I’m going to come right out and say it: I’m absolutely terrified to graduate. I’ve been impossible to live with these last few weeks. Even in the short amount of time I’ve been able to see my friends, I haven’t been all there mentally.

My mind has been constantly drifting to what I am going to do when school is over for me. I don’t even mean the whole “what is my purpose in life” idea, I’m talking about what am I going to do when life isn’t regulated by the school year?

I probably have ten solid memories from before I started school and even then two or three of them might have occurred after I had started. Everything I know has been based around and dictated by time taught to me by school. Life was given to me in beautiful, bite-sized snacks. It was just enough to handle and when it ran out a new one would begin.

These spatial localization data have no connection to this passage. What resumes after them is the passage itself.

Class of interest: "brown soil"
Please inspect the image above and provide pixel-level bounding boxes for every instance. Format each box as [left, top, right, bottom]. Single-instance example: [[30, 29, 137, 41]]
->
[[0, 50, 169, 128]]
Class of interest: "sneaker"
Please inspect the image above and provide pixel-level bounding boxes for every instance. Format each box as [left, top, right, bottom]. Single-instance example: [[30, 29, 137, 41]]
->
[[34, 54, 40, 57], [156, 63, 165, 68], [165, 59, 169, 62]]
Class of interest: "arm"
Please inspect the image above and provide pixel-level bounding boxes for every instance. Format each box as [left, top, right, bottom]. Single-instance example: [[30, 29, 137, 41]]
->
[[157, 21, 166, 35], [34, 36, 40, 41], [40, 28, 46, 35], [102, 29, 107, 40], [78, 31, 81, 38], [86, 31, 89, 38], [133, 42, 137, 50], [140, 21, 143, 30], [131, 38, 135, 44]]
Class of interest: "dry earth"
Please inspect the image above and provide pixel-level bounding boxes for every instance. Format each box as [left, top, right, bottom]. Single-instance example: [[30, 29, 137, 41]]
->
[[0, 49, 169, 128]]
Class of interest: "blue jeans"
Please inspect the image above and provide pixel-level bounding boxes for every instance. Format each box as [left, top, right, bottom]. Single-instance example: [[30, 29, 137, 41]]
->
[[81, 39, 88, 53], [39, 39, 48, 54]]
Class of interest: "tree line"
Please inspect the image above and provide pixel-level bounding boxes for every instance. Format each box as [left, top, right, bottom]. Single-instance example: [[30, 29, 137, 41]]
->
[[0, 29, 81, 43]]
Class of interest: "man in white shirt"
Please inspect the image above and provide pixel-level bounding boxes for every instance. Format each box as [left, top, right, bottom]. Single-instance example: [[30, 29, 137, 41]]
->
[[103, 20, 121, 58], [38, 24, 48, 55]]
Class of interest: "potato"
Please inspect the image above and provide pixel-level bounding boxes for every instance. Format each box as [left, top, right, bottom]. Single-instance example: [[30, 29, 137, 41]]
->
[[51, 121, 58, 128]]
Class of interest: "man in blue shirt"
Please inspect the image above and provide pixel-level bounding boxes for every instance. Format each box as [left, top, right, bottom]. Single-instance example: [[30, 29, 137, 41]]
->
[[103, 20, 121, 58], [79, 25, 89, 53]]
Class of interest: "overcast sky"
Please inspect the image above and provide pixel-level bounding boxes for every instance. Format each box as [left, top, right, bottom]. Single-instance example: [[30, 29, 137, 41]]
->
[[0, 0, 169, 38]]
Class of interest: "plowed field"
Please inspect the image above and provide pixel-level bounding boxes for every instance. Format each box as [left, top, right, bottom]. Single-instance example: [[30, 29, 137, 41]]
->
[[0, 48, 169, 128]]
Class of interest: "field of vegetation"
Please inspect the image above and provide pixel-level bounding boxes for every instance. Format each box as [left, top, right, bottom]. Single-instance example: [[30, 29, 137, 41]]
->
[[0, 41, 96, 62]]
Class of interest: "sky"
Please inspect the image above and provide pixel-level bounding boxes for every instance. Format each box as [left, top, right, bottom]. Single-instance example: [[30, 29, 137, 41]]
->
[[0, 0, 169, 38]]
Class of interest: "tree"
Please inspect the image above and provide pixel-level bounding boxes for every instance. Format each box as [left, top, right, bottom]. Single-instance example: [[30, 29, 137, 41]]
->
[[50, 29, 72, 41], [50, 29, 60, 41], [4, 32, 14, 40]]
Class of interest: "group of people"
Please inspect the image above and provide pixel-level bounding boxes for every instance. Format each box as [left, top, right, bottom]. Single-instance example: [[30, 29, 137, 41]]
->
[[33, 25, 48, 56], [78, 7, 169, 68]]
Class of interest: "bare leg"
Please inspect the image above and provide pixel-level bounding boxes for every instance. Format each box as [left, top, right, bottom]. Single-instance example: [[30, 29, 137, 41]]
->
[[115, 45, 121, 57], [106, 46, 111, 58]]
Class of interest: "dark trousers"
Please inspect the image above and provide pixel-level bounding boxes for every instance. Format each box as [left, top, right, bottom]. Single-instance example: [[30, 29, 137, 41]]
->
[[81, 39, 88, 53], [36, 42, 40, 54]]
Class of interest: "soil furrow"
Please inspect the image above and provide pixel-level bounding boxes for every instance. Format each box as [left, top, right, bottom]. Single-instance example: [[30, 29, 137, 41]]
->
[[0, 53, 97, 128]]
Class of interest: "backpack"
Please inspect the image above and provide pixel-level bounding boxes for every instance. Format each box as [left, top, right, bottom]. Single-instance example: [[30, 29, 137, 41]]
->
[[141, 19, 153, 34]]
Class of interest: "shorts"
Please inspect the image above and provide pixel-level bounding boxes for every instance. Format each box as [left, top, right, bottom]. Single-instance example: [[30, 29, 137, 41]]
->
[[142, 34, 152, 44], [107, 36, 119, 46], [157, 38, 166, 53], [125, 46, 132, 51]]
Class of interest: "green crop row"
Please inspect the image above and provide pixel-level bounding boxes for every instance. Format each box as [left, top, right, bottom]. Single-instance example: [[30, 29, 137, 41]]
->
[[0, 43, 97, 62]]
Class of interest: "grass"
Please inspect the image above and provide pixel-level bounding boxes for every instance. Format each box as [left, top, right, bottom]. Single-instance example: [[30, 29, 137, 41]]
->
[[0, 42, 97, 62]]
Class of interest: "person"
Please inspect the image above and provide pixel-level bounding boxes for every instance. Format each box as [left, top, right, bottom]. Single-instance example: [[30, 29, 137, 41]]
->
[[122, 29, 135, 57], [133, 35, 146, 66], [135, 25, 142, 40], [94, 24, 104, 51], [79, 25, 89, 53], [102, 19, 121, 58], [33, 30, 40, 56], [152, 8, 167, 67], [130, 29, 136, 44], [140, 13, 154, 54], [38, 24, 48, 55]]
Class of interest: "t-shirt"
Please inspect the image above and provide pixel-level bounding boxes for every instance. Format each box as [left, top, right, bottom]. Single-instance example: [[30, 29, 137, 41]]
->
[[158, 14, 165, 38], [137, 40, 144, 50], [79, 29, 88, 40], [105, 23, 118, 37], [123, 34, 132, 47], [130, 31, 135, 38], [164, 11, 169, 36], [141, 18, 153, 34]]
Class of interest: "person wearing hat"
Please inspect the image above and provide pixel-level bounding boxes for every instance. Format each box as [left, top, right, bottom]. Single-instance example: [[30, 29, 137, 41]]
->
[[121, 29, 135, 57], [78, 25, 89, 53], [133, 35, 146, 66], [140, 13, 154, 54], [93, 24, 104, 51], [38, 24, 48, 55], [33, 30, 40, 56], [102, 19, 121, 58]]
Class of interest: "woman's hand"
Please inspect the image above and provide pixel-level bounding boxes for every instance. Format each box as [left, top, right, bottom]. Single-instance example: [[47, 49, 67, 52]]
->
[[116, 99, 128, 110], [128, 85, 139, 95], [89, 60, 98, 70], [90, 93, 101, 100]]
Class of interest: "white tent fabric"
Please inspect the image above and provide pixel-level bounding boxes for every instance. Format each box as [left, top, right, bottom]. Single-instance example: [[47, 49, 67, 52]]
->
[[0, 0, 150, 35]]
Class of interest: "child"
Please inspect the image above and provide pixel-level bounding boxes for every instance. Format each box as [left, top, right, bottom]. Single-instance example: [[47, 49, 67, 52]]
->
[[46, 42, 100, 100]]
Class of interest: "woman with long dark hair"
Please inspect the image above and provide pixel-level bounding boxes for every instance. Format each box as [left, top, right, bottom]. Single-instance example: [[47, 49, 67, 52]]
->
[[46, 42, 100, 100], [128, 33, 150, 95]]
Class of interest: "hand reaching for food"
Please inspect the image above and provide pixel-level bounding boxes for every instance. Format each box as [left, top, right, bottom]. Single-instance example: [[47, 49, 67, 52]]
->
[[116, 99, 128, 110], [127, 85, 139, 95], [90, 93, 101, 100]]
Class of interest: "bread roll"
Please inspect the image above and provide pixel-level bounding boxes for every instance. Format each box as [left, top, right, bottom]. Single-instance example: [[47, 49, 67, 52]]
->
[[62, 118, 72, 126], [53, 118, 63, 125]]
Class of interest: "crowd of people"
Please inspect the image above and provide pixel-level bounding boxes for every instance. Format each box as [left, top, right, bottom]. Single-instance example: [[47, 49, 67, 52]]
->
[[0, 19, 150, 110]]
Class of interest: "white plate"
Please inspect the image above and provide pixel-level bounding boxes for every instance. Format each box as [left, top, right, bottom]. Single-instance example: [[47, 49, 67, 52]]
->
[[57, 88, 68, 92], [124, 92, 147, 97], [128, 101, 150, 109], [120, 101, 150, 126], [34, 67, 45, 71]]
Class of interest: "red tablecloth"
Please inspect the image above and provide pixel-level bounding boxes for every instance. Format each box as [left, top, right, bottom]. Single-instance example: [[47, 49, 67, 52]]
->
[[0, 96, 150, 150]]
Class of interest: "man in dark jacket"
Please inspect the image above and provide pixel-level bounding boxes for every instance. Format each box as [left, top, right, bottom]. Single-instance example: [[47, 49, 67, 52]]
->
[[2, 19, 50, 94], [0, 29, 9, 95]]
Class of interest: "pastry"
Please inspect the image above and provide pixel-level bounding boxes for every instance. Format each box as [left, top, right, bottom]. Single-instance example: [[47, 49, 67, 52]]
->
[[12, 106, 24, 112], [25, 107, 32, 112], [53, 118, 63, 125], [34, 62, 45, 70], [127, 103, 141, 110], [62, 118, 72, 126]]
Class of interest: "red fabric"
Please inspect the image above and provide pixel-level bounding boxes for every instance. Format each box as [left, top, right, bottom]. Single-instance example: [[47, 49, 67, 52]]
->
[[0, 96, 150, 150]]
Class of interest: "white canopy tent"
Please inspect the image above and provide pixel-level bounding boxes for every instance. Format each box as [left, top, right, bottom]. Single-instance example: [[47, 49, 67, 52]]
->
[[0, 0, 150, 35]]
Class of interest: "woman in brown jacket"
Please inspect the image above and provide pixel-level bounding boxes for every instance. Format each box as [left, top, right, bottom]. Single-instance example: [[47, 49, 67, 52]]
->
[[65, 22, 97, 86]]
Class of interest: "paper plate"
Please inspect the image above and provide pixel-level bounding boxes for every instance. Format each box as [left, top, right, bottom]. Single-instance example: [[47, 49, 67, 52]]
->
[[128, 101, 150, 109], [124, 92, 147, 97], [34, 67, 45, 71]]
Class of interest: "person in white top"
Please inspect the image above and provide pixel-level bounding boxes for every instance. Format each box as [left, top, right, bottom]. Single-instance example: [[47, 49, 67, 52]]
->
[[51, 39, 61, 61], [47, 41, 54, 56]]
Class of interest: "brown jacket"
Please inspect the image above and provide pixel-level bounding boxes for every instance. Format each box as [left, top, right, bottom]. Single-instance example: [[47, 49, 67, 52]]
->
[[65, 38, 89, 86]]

It was like working towards a goal. There was the chunk of school before Labor Day, another leading up to midterms, one leading to Halloween and so on. It all lead up to the ultimate goal: summer vacation. I’m not going to toy with you: LFO wrote that song about me. I am a summer girl. And while the prospect of a summer with my friends with the intoxicating knowledge that we are not minors but are free from the bondage that is formal education, is so wonderful I think I’ll go blind just thinking about it, I’m dreading this one.

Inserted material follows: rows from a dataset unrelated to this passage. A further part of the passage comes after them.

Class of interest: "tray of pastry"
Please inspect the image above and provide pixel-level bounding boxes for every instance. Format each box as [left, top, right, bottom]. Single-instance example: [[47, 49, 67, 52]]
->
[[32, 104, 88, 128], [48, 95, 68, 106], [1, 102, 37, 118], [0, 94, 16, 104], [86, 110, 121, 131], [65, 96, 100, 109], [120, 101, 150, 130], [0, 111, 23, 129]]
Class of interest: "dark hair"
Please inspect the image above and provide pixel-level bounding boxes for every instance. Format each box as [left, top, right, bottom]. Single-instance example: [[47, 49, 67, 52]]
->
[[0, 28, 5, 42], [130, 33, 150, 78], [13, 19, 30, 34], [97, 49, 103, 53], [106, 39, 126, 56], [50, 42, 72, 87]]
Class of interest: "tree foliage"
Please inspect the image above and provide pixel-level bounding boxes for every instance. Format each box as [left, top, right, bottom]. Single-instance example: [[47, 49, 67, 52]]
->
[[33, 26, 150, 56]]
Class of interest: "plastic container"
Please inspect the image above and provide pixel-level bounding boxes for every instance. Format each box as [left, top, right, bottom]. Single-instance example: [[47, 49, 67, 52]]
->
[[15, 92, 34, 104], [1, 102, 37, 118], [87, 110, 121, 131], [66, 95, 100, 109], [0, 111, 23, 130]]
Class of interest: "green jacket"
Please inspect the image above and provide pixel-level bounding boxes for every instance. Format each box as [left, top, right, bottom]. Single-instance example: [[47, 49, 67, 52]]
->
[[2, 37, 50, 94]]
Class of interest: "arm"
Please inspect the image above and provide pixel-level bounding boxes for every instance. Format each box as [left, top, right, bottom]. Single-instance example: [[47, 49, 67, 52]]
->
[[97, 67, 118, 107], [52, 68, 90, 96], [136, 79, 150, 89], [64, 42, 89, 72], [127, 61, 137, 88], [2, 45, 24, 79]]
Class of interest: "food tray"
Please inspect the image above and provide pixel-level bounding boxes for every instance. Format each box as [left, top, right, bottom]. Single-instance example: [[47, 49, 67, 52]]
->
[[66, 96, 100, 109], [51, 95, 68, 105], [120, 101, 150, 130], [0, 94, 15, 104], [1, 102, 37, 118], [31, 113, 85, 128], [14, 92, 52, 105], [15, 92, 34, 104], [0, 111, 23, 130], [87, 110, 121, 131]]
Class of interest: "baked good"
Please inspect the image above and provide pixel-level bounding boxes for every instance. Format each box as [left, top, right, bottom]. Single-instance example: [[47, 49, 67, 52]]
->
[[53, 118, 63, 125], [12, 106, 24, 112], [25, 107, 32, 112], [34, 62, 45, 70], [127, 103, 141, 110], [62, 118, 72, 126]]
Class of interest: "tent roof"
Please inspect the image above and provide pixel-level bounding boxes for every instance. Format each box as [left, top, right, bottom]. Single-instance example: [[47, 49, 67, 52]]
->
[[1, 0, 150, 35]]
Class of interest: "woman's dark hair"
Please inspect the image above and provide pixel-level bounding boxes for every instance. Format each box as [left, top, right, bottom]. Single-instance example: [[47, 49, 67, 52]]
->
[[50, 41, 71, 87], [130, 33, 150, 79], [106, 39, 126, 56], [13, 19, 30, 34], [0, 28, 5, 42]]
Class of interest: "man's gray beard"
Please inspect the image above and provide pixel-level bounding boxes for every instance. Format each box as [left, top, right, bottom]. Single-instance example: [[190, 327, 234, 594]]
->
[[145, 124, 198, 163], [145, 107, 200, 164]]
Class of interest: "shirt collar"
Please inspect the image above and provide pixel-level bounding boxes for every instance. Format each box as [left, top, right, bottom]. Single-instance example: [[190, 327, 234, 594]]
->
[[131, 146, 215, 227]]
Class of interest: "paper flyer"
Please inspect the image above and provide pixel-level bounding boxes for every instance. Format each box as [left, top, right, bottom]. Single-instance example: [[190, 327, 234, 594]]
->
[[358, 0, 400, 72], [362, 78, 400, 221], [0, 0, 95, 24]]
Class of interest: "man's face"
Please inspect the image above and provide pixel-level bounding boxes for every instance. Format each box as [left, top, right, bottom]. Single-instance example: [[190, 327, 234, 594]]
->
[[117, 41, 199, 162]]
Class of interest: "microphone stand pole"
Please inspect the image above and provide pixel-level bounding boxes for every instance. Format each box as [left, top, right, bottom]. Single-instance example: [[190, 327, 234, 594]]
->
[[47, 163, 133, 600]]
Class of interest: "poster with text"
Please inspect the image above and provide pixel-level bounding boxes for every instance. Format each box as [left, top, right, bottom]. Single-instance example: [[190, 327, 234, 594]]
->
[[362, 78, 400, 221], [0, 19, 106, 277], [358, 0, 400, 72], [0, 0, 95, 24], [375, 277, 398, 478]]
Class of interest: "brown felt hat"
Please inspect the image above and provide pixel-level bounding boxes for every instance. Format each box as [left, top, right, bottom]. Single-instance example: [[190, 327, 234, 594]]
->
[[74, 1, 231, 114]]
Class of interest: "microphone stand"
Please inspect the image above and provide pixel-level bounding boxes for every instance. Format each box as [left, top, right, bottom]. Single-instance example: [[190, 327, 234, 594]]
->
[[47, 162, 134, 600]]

The summer before was about sitting back and relaxing until the next school year to come about. It was cyclical for me. How on earth will I keep track of time? When I lived in England, the chunks of time were not the same. There was no Thanksgiving lead up nor was there a fun Halloween. Time moved differently there. It seemed like all I had was time which was good and bad.

It was good because it afforded me the luxury of travel and time to simply sit where I was and be still. It was bad because time slipped through my fingers all too easily so that when my time was up, for several reasons it seemed there would have never been enough.

I have to find some sort of structure to my time because there is really nothing I can do about it short of procuring a flux capacitor and a Delorean. Waiting for Thursday so I can watch “The Office” will only get me maybe three or four more years into the future because, though I loathe to admit it, it will end someday. After that, it will be up to me to actually take the initiative to make up my own little bites of time.

4 Responses to "Approaching graduation brings changes to time"


Maggie, I graduated a year ago and now work full time. I won't lie to you, sometimes it sucks not have a vacation to look forward to, but there is so much less stress, homework, etc. that you don't need breaks to keep from burning out the way you do in college. you'll be fine
RERE is shorthand for "retard." So anyway retard--you will probably be homeless like most of the ESU alums I hang with. Which means time won't even be a minor issue for you to track.
alum -- look on the bright side. At least you won't be dumpster diving and hangin' with homeless people like RERE.
WELL I think you are wonderful and you are going to do GREAT things in life , and you will never be homeless because you can always stay with me , and besides you are not most ESU alums , you are driven and will get whatever you set your mind on.